Keep the peace. That was the thing. People often failed to understand what that meant. You'd go to some life-threatening disturbance like a couple of neighbors scrapping in the street over who owned the hedge between their properties, and they'd both be bursting with aggrieved self-righteousness, both yelling, their wives would either be having a private scrap on the side or would have adjourned to a kitchen for a shared pot of tea and a chat, and they all expected you to sort it out. And they could never understand that it wasn't your job. Sorting it out was a job for a good surveyor and a couple of lawyers, maybe. Your job was to quell the impulse to bang their stupid fat heads together, to ignore the affronted speeches of dodgy self-justification, to get them to stop shouting and to get them off the street. Once that had been achieved, your job was over. You weren't some walking god, dispensing finely tuned natural justice. Your job was simply to bring back peace.
When Vimes is thrown back in time, he has to pick up the role of his own mentor, the person who taught him what policing should be like.

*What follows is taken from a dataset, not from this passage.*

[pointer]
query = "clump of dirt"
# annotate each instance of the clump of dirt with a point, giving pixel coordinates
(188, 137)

His younger self is right there, watching everything he does, and he's desperately afraid he'll screw it up and set a worse example. Make history worse when he's trying to make it better. It's a beautifully well-done bit of tension that uses time travel as the hook to show both how difficult mentorship is and also how irritating one's earlier naive self would be.
He wondered if it was at all possible to give this idiot some lessons in basic politics. That was always the dream, wasn't it? "I wish I'd known then what I know now"? But when you got older you found out that you now wasn't you then. You then was a twerp. You then was what you had to be to start out on the rocky road of becoming you now, and one of the rocky patches on that road was being a twerp.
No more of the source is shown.